The Chartered Institute of Personnel and Development (CIPD) has welcomed the Government’s decision to make it easier for small businesses to enter into settlement agreements with underperforming employees.
It has announced that it plans to work with Acas to ensure that guidance for employers on the procedures to follow before entering a settlement agreement offers effective protection for good management practice and promotes positive relationships in the workplace.
Employee Relations Adviser at the CIPD, Mike Emmott, said:
“The CIPD has always supported the use of compromise (now “settlement”) agreements where both employer and employee agree that the relationship between them has reached the end of the road.
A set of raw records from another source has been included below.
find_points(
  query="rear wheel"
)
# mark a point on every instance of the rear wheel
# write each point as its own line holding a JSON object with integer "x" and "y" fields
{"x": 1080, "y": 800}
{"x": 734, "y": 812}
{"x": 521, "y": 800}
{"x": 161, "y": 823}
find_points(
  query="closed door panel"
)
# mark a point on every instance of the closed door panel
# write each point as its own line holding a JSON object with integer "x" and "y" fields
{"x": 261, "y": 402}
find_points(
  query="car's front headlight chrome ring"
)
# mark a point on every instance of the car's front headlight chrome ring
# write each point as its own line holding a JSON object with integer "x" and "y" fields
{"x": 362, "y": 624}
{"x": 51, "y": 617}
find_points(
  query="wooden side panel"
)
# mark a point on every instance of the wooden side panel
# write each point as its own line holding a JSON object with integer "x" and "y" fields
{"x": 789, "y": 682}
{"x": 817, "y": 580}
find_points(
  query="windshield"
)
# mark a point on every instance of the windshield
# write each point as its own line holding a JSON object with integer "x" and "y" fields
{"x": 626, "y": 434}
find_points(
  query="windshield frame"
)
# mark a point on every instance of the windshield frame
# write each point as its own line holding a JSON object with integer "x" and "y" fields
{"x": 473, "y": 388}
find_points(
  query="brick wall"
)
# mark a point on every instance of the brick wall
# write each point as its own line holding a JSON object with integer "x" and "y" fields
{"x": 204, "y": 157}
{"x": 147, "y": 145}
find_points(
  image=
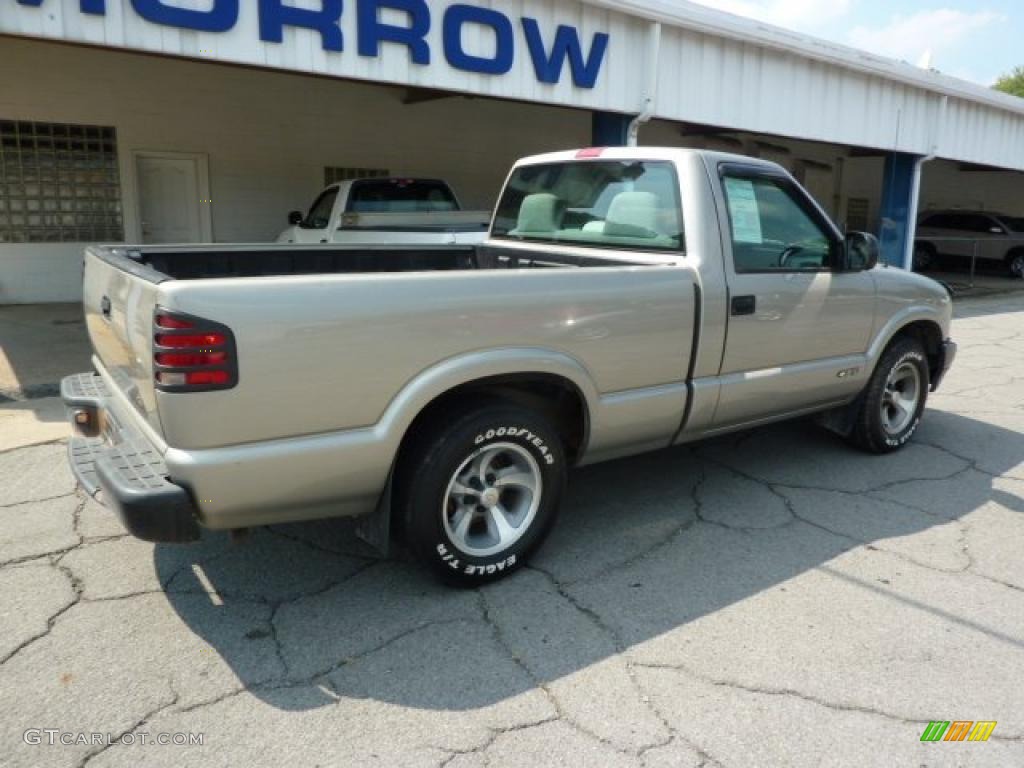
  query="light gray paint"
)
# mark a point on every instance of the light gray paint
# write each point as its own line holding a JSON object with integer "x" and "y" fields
{"x": 334, "y": 368}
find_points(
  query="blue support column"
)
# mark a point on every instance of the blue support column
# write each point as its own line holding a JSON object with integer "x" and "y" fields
{"x": 899, "y": 208}
{"x": 609, "y": 129}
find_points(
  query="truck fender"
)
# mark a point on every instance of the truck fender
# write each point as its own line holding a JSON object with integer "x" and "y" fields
{"x": 375, "y": 527}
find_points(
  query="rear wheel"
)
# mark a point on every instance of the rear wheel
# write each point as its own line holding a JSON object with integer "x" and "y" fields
{"x": 895, "y": 398}
{"x": 478, "y": 495}
{"x": 1015, "y": 264}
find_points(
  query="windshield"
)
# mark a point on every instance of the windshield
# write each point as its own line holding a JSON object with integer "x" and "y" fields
{"x": 400, "y": 196}
{"x": 1014, "y": 222}
{"x": 610, "y": 204}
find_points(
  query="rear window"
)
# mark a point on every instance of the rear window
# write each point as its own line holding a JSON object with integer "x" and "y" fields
{"x": 400, "y": 196}
{"x": 607, "y": 203}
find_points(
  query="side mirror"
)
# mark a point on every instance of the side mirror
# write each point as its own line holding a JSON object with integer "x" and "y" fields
{"x": 861, "y": 252}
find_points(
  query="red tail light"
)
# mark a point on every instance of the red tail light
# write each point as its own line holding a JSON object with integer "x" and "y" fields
{"x": 192, "y": 354}
{"x": 166, "y": 321}
{"x": 192, "y": 341}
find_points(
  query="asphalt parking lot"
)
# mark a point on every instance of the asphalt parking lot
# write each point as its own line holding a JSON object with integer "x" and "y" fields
{"x": 771, "y": 598}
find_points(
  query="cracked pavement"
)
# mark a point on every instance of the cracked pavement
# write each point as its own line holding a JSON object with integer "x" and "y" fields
{"x": 768, "y": 598}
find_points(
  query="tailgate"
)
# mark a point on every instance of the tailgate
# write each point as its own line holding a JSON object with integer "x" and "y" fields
{"x": 119, "y": 308}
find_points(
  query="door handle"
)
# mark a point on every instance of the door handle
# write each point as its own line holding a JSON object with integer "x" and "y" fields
{"x": 743, "y": 305}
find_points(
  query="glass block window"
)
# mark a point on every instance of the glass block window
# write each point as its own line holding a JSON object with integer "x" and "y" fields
{"x": 856, "y": 214}
{"x": 58, "y": 183}
{"x": 333, "y": 175}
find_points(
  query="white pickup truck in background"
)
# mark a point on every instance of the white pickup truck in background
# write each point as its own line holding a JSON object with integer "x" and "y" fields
{"x": 392, "y": 211}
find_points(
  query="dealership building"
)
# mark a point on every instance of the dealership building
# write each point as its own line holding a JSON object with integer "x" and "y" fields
{"x": 208, "y": 120}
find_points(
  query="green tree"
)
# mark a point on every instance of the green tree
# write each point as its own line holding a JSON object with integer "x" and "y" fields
{"x": 1012, "y": 83}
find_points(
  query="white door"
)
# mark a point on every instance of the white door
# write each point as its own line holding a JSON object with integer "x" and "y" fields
{"x": 171, "y": 198}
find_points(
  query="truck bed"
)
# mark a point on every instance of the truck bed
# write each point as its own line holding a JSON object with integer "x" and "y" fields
{"x": 158, "y": 263}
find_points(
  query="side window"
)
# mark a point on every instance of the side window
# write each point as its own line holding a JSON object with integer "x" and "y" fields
{"x": 771, "y": 229}
{"x": 320, "y": 213}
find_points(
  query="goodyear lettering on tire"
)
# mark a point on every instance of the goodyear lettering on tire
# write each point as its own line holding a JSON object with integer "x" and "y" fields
{"x": 531, "y": 438}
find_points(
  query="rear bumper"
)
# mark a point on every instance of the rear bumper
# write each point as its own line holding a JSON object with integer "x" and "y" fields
{"x": 118, "y": 460}
{"x": 947, "y": 353}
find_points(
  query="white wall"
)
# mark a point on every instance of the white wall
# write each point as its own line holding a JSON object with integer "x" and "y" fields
{"x": 714, "y": 69}
{"x": 268, "y": 136}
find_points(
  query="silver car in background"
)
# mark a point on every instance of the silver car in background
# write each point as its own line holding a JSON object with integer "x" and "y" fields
{"x": 991, "y": 238}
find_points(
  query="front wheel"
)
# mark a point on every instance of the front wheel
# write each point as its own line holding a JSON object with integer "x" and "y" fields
{"x": 893, "y": 403}
{"x": 924, "y": 257}
{"x": 1015, "y": 263}
{"x": 479, "y": 494}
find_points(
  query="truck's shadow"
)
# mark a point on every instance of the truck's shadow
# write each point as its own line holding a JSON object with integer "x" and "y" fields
{"x": 630, "y": 548}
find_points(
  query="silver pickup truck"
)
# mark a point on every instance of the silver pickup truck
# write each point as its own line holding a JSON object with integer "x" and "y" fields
{"x": 626, "y": 300}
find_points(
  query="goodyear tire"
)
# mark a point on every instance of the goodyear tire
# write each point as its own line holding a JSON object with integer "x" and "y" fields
{"x": 479, "y": 493}
{"x": 895, "y": 398}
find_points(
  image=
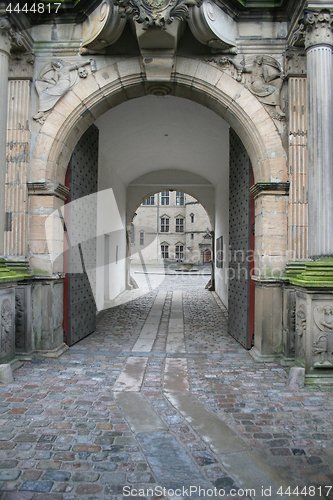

“Settlement agreements can give both sides a way of terminating their relationship without the mutual recriminations that often accompany claims to an employment tribunal, and without exposing the employer to the risk of a subsequent claim.”
He added:
“We support the Government’s intention to make it easier for small employers to enter into settlement agreements, and to give all employers more confidence to embark on the conversations needed to initiate such agreements.”
Emmott went onto say:
“Our members have expressed concerns that a quick and easy route to terminating employment might undermine good management practice, which is for the employer to look for alternative ways of resolving issues with the employee before deciding to set about ending the relationship. If employers were to see settlement agreements as an attractive substitute for the sometimes protracted process of discussing ways of improving performance, it would do little to improve workplace relationships.
“The CIPD has therefore urged the Government to require an employer to engage in some formal process before making a settlement offer, in order to avoid an employee learning that he or she is at imminent risk of losing their job without warning and without having the opportunity to do anything about it.”
He concluded:
“We are disappointed to see the Government thinks that imposing formal requirements on the employer prior to the offer of a settlement could move the dispute resolution system back towards something like the statutory “3-step process”, which didn’t work and was repealed in 2009.
“However we welcome the Government’s intention to work with Acas to set out guidance on how the use of settlement agreements sits within broader good management practices and the type of good practice it is expected that businesses will normally follow.
“We look forward to working with Acas to try and ensure that the proposed guidance offers effective protection for good management practice and promotes positive relationships in the workplace.”